New tariffs bad news for economy, consumers
There’s never a good time for tariffs. American workers and consumers will pay dearly for the Trump administration’s short-sighted action to protect an industry that shows no signs of needing any protection—the market values of the five largest steel companies have more than doubled over the past five years. Yet with a major infrastructure spending bill set to come through Congress over the next year, Trump’s tariffs are bad policy with even worse timing.
While a small amount of people will benefit from the proposed tariffs, many more will be harmed. The American steel industry employs roughly 140,000 workers, but industries that rely on steel to create their products—the ones who will suffer directly under the tariffs—employ 6.5 million workers. A recent study by the Trade Partnership found that the direct cost of tariffs on employment would be 18 jobs lost for every one created. On net, 470,000 Americans could lose their jobs.
{mosads}The Trade Partnership’s study fits with the lessons of recent history. In 2002, President Bush instituted protective tariffs on foreign steel imports. After just a year in which steel prices rose by up to 50 percent, steel production was insufficient to meet demand, 200,000 Americans lost their jobs, and the tariff was dropped. A mere fifteen years later, these lessons have already been forgotten.
Nor will other countries sit idly by as Trump restricts trade. Well over 10 million Americans’ jobs are supported by exports—jobs which would be at risk in the case of a trade war. Already, the European Union has prepared a ten-page hit list of potential targets of retaliatory tariffs should Trump’s steel and aluminum tariffs go into effect.
American consumers will be harmed as well. A combination of new steel tariffs and lumber tariffs imposed last year mean that the cost of new homes is likely to continue rising—nearly half of steel imports go towards construction. Other American staples such as cars and canned beer are also set to see price spikes resulting directly from tariffs.
If the impacts on American workers are not enough to convince President Trump not to institute these tariffs, he should consider the plight of America’s coffers. In January, the president laid out a plan to use federal funds to leverage $1.5 trillion in investment on infrastructure. Given the importance of steel in infrastructure improvements, instituting steel tariffs now would result in the government’s infrastructure investments being less cost-effective, likely causing the price tag to climb. With the national debt having just gone over $21 trillion, this is hardly the time to be making already expensive projects even more expensive.

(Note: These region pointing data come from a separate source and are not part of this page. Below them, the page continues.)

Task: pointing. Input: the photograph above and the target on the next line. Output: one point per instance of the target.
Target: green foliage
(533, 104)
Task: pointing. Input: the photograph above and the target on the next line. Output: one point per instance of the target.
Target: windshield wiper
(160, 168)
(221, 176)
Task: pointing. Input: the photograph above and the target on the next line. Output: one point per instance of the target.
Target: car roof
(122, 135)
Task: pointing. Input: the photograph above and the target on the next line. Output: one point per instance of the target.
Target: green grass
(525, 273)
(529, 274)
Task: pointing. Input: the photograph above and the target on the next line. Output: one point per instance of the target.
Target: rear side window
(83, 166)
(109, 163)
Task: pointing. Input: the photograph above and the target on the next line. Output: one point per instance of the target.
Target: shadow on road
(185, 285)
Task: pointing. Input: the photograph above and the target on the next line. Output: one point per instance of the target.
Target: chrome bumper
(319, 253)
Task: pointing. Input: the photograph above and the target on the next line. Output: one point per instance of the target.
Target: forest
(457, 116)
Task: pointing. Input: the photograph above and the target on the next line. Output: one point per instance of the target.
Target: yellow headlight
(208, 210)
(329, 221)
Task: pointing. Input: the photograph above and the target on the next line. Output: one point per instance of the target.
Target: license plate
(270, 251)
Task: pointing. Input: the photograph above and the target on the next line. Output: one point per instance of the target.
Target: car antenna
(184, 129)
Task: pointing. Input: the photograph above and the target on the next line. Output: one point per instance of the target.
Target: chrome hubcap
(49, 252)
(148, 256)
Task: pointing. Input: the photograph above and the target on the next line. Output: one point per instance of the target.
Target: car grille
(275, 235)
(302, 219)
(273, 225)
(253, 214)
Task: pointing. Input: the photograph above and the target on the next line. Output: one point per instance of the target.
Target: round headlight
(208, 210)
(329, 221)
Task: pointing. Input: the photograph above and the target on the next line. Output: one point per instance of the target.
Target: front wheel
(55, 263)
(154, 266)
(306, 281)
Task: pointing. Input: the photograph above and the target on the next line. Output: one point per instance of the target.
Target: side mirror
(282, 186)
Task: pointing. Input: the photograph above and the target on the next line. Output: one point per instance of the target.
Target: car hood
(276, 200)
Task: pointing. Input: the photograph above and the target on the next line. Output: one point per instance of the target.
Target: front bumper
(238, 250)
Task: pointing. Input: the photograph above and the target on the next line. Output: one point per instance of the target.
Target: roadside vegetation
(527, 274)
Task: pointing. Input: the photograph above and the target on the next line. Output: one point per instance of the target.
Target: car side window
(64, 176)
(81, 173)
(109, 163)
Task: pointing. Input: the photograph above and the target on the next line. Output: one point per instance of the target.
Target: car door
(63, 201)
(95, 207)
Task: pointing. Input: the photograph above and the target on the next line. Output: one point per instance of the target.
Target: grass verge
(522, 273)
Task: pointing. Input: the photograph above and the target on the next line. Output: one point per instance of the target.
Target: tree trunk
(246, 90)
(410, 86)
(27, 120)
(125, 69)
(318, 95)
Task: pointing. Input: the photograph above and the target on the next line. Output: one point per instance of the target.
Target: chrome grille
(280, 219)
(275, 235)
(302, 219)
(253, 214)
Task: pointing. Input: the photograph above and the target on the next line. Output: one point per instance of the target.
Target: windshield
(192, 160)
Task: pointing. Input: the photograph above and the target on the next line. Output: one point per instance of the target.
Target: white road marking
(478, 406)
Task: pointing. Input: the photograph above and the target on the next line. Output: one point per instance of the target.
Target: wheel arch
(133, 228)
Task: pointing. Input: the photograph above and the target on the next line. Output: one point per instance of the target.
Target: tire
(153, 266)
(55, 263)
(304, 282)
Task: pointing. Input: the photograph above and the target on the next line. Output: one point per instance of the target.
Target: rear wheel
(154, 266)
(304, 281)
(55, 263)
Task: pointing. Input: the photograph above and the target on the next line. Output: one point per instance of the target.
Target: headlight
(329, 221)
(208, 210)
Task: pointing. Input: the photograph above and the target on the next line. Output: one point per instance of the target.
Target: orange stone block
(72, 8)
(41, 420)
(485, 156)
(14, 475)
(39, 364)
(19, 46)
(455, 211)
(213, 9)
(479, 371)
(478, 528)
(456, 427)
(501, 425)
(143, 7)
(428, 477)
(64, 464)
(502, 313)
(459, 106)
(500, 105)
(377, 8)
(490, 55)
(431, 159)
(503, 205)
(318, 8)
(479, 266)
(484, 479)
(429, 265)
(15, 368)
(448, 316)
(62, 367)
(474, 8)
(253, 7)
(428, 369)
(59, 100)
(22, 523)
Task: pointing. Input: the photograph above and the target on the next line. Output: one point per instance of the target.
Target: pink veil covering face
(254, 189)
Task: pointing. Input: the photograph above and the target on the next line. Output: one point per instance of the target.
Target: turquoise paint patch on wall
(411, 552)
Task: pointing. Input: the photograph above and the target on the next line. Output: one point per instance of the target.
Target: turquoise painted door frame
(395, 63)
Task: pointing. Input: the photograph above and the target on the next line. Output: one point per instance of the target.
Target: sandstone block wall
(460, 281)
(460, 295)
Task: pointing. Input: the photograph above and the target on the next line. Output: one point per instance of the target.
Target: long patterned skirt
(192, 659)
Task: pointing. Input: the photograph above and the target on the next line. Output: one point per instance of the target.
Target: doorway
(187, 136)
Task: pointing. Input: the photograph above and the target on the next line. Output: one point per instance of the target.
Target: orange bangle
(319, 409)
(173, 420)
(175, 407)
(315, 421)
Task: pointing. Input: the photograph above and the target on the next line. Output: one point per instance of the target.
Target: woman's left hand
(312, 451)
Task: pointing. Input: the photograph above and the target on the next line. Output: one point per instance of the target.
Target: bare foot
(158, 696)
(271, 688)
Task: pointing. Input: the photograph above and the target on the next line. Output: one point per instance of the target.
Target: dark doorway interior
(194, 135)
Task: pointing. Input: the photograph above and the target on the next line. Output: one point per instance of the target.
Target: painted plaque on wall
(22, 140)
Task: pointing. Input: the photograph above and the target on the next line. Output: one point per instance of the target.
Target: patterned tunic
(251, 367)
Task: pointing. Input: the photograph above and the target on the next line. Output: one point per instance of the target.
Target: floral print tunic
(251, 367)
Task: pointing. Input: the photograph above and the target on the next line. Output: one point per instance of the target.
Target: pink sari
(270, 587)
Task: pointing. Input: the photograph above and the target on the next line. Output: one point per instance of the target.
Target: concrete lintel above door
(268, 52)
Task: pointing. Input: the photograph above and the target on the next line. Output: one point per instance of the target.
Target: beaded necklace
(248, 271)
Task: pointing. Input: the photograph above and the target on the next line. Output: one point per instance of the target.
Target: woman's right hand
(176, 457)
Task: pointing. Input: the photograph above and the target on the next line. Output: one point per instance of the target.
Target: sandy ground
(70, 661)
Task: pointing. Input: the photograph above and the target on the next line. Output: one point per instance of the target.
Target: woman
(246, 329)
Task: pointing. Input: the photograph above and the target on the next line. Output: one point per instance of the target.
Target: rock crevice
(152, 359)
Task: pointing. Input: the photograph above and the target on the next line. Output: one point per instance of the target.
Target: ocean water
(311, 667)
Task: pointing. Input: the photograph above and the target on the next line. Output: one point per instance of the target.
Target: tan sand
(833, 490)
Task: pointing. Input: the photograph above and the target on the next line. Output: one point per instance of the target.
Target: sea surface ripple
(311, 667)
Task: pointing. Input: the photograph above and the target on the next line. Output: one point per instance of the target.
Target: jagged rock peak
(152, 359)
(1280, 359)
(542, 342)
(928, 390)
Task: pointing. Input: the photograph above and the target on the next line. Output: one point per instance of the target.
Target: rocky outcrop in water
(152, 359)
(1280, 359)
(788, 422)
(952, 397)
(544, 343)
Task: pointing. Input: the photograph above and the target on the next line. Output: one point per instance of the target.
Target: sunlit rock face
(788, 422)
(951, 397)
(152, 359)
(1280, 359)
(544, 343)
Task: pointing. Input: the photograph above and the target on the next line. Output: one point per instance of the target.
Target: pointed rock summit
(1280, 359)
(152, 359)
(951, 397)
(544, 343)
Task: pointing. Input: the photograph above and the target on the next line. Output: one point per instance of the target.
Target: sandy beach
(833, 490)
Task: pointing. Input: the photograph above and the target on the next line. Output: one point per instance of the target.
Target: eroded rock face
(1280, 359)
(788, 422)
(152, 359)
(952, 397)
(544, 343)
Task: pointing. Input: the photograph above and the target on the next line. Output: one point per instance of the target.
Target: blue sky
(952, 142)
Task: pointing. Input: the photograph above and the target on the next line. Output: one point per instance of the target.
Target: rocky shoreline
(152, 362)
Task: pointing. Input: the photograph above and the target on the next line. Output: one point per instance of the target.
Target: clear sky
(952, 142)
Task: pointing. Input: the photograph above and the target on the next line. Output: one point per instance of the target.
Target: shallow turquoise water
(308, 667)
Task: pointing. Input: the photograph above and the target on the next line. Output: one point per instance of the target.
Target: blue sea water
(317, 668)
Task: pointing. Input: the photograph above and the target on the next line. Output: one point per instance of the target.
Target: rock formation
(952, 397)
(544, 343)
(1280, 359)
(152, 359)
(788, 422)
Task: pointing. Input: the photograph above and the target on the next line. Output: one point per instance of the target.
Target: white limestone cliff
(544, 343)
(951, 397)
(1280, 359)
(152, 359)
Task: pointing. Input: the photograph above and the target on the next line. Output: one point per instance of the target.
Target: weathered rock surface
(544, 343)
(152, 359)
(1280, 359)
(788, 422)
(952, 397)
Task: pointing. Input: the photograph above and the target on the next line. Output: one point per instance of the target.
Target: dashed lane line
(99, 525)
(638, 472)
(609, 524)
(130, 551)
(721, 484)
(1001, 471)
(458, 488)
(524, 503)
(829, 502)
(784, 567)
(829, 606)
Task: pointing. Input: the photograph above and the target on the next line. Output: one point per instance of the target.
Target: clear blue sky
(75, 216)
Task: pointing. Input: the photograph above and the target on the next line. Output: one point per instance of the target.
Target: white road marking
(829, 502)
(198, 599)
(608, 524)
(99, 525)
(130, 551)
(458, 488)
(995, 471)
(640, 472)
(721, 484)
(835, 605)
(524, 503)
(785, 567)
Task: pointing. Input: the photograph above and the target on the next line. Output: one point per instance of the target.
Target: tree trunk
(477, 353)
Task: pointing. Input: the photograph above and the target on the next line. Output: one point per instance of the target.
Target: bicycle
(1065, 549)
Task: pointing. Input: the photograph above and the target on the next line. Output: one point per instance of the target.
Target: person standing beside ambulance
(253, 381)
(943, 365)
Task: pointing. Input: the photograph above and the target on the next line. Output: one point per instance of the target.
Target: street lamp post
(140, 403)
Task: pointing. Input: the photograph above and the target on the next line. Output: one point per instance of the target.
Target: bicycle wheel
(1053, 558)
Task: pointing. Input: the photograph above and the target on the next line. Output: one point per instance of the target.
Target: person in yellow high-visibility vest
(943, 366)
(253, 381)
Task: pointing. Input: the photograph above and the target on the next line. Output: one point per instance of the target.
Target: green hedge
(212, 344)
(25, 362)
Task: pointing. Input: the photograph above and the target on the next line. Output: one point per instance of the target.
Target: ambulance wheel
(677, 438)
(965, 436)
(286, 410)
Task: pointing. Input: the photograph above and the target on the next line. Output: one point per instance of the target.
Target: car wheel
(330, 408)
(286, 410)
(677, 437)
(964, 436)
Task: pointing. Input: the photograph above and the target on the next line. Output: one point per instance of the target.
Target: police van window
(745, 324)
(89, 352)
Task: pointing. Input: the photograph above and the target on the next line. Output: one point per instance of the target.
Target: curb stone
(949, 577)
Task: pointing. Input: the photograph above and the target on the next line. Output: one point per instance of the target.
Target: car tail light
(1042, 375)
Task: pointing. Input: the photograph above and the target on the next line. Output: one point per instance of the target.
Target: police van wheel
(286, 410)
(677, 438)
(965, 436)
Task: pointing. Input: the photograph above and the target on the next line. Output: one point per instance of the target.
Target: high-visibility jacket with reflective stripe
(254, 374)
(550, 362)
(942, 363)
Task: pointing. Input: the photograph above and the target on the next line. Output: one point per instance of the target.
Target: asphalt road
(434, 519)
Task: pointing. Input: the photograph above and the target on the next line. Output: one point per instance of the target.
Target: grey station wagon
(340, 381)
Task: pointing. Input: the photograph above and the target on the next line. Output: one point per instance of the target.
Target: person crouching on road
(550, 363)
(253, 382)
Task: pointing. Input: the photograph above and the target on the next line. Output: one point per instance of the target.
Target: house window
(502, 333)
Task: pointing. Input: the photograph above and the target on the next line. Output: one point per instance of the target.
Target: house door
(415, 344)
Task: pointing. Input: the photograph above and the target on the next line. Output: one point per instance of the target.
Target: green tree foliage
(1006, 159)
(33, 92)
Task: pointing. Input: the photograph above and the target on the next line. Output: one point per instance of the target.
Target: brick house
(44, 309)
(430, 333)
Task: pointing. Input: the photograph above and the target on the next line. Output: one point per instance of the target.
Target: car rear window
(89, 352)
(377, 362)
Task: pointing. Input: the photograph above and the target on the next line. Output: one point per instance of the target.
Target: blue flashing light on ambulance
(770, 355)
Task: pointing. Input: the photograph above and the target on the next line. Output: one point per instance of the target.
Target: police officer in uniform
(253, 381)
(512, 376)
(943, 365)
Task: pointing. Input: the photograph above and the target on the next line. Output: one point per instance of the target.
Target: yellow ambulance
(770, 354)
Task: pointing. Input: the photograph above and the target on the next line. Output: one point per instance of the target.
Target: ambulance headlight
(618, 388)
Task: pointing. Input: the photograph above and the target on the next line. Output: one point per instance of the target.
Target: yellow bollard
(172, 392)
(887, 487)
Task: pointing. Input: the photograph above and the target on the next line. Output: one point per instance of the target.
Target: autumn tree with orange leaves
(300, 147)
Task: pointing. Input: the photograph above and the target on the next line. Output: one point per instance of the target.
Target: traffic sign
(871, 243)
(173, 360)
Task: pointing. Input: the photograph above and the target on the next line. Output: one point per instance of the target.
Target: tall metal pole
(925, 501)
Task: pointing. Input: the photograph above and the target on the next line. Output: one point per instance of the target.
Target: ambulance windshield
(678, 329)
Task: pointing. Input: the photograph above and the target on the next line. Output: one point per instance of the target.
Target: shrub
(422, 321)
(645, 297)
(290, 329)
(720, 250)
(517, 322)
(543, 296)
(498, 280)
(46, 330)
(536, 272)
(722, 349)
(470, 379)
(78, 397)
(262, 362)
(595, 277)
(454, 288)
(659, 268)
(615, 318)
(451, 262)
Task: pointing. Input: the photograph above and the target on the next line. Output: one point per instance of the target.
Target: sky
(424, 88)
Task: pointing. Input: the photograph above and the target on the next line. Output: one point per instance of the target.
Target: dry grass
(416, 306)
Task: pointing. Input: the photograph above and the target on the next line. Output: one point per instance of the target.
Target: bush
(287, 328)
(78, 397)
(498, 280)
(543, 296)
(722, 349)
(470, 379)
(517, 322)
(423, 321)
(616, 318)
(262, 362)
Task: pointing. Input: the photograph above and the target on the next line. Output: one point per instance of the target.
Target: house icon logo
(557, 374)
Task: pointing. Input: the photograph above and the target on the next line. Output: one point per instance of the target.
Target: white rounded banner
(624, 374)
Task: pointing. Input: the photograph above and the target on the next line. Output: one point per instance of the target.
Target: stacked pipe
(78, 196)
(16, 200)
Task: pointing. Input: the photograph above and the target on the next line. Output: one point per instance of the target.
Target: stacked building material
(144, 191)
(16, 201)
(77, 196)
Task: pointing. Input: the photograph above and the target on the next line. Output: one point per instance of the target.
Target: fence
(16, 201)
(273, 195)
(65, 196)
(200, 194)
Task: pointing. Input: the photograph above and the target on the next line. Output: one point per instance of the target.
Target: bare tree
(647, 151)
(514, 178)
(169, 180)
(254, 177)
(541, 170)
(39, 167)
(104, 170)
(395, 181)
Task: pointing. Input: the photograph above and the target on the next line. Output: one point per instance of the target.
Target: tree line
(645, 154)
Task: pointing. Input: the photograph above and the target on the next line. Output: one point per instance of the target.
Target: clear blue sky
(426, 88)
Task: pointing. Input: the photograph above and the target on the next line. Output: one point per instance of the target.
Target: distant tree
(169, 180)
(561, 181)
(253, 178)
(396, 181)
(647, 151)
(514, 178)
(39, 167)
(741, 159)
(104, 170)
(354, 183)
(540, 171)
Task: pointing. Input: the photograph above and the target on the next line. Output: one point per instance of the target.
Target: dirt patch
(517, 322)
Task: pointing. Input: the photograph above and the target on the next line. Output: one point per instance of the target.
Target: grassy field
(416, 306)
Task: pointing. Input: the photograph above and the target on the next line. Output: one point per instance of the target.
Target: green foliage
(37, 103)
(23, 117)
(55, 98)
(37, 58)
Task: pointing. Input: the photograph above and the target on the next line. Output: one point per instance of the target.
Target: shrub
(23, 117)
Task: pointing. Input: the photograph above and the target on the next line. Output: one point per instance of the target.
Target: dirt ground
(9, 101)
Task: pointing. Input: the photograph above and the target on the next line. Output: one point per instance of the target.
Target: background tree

Tariffs could also nullify some of the benefits of tax reform at a time when Americans finally stand to see new jobs and real wage growth. Already, millions of Americans have benefited from bonuses, wage increases, and increased retirement plan contributions. A recent survey of CEOs following the passage of tax reform found a significantly higher number of executives expecting increases in hiring, investment and sales. However, that survey was taken before the announcement of steel and aluminum tariffs. Americans that have been struggling under stagnant wages and a lack of available jobs should not be forced to contend with harmful tariffs just as they stand to reap the benefits of tax reform.
Steel and aluminum tariffs will harm American workers, businesses and consumers. However, they also come at a time when a major infrastructure bill is set to come up in Congress, and American workers are just beginning to see the benefits of tax reform. These tariffs are a poor idea with even poorer timing, and the president should set them aside before they have a chance to harm Americans.